Serverless Vector Search with txtai

Build a serverless txtai instance with Kubernetes and Knative

David Mezzetti
NeuML

--

Photo by José Ramos on Unsplash

Serverless application development is a popular way for developers to skip over the complexity of servers and focus on delivering products to their users. All the popular cloud providers offer a form of function as a service (FaaS). Examples include AWS Lambda, Google Cloud Functions and Azure Functions. Pricing is based on execution time and memory consumed. There is significant savings to be had for low to medium frequency functions.

txtai is an open-source platform for semantic search and workflows powered by language models. txtai supports building YAML-configured applications with a “build once, run anywhere” paradigm.

A number of articles cover txtai and are referenced below.

This article will setup a txtai vector search instance (also known semantic/similarity/neural search) on a Kubernetes-based environment with Knative. This approach is cloud-agnostic, enabling a serverless approach for any cloud provider. Kubernetes also supports GPU instances, needed to achieve the fastest machine model inference times.

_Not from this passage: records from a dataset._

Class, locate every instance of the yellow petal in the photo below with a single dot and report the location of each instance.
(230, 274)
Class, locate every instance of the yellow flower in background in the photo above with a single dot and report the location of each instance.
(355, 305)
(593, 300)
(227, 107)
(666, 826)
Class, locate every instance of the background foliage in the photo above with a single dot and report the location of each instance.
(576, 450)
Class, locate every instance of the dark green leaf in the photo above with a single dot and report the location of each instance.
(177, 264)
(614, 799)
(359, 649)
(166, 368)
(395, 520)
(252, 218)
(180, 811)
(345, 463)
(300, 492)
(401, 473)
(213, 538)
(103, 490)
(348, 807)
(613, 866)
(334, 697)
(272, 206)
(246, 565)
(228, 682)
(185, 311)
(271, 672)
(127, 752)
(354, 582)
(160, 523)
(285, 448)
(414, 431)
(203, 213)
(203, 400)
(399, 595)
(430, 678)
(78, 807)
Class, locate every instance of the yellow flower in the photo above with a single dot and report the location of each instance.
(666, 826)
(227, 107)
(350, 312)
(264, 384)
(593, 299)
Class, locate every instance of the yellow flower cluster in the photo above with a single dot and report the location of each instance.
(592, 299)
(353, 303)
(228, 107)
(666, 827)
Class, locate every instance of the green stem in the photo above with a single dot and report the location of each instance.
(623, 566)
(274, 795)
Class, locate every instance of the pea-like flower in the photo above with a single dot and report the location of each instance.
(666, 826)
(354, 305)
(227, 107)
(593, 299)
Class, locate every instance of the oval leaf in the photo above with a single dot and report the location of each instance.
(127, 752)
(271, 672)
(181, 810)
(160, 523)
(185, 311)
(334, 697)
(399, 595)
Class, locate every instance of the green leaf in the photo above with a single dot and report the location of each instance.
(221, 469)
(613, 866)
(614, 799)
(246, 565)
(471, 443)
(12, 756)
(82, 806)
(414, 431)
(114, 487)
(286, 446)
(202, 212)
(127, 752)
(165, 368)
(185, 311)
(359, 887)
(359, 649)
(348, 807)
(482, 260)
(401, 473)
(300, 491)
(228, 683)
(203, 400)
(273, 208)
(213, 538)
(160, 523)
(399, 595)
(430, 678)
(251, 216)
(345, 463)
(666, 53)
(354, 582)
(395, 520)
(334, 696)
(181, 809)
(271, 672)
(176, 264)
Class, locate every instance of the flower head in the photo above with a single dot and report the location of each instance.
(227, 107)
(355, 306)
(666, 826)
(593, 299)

Note: For those interested in a AWS Lambda based example, check out this documentation.

Install Kubernetes

The first step is installing a local Kubernetes cluster. There are a number of options available, including kind, minikube, MicroK8s and K3s. This article uses kind but others could be swapped in. If there is already a Kubernetes cluster available, this step can be skipped.

The kind documentation is great, follow the instructions here. If everything worked, the following should return a version similar to below.

$ kind version
kind v0.11.1 go1.16.4 linux/amd64

Install Knative

Next, we’ll install Knative. Per Knative’s website:

Knative is an Open-Source Enterprise-level solution to build Serverless and Event Driven Applications

Basically, Knative makes building serverless applications on Kubernetes easier.

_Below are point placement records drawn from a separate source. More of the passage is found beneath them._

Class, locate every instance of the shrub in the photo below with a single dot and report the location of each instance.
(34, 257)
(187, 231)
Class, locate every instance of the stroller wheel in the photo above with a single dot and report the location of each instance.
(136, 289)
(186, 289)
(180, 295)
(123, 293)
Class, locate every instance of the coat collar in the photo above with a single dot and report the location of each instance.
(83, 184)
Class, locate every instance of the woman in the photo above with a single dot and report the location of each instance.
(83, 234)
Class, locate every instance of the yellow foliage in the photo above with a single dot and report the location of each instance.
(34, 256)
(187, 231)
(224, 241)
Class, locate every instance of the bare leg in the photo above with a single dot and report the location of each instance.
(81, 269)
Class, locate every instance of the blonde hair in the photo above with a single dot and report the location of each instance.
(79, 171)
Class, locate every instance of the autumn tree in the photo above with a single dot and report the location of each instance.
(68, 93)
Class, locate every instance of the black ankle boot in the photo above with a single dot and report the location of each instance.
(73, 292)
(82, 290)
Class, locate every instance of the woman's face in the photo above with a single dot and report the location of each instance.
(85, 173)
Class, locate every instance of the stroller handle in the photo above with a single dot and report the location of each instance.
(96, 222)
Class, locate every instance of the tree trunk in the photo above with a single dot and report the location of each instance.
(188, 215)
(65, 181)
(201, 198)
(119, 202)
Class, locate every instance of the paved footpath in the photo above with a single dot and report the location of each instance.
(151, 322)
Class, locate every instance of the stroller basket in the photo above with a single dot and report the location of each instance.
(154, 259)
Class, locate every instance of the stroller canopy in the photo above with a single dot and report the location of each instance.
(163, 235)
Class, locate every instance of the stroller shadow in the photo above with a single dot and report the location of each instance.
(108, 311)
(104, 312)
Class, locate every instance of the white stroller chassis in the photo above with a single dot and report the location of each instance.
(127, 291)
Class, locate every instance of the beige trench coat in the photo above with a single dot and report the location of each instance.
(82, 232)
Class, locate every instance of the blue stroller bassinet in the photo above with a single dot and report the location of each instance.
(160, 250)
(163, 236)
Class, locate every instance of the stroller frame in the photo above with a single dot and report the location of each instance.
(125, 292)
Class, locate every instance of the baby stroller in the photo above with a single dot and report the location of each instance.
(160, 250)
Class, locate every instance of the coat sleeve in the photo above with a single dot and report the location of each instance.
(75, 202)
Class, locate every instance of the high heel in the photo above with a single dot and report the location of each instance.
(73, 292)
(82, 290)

Note: If installing on an existing Kubernetes cluster, skip the rest of this section and use these install instructions instead.

As with kind, Knative provides solid documentation. Follow the instructions here to get a copy of Knative installed. The instructions here install a Knative instance into the Kubernetes cluster.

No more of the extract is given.